This activity is intended for urologists, primary-care physicians, and internists.

The central goals of this educational activity are to enhance recognition of, and care for, erectile dysfunction (ED) by exploring the epidemiology of this underrecognized condition, discussing interview and other diagnostic techniques, and considering the evidence supporting distinct treatment approaches.

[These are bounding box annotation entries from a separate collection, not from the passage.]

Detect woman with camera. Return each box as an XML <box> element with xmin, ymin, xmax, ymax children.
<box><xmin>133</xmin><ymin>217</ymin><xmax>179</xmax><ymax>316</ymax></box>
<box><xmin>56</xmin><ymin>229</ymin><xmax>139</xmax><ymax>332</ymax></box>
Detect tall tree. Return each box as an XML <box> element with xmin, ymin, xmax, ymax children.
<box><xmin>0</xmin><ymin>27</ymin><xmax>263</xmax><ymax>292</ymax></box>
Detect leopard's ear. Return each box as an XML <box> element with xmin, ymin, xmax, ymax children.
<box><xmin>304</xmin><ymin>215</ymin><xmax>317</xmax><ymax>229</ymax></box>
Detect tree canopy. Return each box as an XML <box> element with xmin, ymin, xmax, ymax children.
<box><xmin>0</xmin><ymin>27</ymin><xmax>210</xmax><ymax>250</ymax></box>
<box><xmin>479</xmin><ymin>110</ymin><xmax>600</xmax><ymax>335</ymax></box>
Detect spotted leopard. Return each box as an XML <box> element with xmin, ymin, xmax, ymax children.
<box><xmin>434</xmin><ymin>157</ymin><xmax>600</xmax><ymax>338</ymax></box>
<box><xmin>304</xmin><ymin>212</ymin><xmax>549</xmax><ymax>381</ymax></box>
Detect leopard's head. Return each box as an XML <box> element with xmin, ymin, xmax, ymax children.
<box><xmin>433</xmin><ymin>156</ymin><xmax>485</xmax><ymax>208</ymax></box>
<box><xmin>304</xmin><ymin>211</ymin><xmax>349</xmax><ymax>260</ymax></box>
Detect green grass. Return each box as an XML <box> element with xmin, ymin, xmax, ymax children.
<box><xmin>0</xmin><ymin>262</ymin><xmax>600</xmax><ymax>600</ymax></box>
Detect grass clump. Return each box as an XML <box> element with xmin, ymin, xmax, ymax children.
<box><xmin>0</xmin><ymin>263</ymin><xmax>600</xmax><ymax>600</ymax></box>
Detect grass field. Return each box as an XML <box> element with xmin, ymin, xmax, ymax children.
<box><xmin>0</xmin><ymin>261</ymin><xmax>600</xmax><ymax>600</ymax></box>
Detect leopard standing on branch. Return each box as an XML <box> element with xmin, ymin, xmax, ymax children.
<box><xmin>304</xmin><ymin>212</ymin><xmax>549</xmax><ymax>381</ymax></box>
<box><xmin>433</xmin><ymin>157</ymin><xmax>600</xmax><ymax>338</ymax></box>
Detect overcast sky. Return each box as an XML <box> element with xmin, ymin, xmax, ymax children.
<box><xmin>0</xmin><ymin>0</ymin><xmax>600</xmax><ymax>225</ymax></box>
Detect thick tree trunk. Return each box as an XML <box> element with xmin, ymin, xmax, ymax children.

Upon completion of this self-study activity, participants will be able to:

  1. Appreciate the true dimensions of ED and the needs of many patients and their partners more accurately.
  2. Enumerate risk factors for the condition.
  3. Discuss current first-line diagnostic assessments for ED, including a focused physical examination and three types of history: medical, sexual, and psychosocial.
  4. Delineate the biochemical cascade underlying physiologic erection.
  5. Discuss the effects of first-, second-, and third-line treatment modalities on ED.


  • Hartmut Porst, MD

    Professor of Urology, Medical University of Bonn, Germany.


    Disclosure: Hartmut Porst, MD, has disclosed that he serves as an advisor or consultant for Bayer, Pfizer, and Merck Germany. He serves an investigator for Lilly ICOS LLC, Takeda, Abbott, and Merck Germany. In this activity, Dr. Porst discusses the investigational product Tadalafil to treat erectile dysfunction.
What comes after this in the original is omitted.